Message ID | 20240918083552.77531-1-haakon.bugge@oracle.com (mailing list archive) |
---|---|
Headers | show |
Series | Enable DIM for legacy ULPs and use it in RDS | expand |
On Wed, Sep 18, 2024 at 10:35:50AM +0200, Håkon Bugge wrote: > The Dynamic Interrupt Moderation mechanism can only be used by ULPs > using ib_alloc_cq() and family. We extend DIM to also cover legacy > ULPs using ib_create_cq(). The last commit takes advantage of this end > uses DIM in RDS. I would much prefer if you could move RDS off that horrible API finally instead of investing more effort into it and making it more complicated.

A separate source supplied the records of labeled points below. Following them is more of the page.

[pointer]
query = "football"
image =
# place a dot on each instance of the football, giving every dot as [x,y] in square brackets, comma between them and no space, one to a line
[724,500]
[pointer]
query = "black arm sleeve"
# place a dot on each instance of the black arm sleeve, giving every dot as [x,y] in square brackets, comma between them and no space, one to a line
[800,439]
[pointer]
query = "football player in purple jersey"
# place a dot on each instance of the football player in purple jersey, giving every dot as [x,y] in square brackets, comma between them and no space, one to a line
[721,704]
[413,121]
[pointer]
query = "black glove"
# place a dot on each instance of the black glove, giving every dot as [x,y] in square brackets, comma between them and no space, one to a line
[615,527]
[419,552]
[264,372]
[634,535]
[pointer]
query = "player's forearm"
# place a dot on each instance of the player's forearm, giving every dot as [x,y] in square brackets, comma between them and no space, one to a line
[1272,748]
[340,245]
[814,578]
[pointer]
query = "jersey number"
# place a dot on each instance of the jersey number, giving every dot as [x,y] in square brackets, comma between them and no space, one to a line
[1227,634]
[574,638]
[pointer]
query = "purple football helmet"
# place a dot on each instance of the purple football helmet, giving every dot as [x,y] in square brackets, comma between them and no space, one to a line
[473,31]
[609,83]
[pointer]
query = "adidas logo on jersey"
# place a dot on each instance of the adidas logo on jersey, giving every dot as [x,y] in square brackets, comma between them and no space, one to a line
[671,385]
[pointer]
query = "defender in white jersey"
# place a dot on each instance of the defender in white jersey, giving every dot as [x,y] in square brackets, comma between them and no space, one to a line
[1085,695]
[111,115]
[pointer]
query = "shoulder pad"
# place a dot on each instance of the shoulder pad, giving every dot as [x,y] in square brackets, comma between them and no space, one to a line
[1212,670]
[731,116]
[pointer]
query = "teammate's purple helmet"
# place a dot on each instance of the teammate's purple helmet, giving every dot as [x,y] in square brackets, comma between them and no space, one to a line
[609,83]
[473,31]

Hi Christoph, > On 19 Sep 2024, at 16:17, Christoph Hellwig <hch@infradead.org> wrote: > > On Wed, Sep 18, 2024 at 10:35:50AM +0200, Håkon Bugge wrote: >> The Dynamic Interrupt Moderation mechanism can only be used by ULPs >> using ib_alloc_cq() and family. We extend DIM to also cover legacy >> ULPs using ib_create_cq(). The last commit takes advantage of this end >> uses DIM in RDS. > > I would much prefer if you could move RDS off that horrible API finally > instead of investing more effort into it and making it more complicated. ib_alloc_cq() and family does not support arming the CQ with the IB_CQ_SOLICITED flag, which RDS uses. Thxs, Håkon
On Fri, Sep 20, 2024 at 09:46:06AM +0000, Haakon Bugge wrote: > > I would much prefer if you could move RDS off that horrible API finally > > instead of investing more effort into it and making it more complicated. > > ib_alloc_cq() and family does not support arming the CQ with the IB_CQ_SOLICITED flag, which RDS uses. Then work on supporting it. RDS and SMC are the only users, so one of the maintainers needs to drive it.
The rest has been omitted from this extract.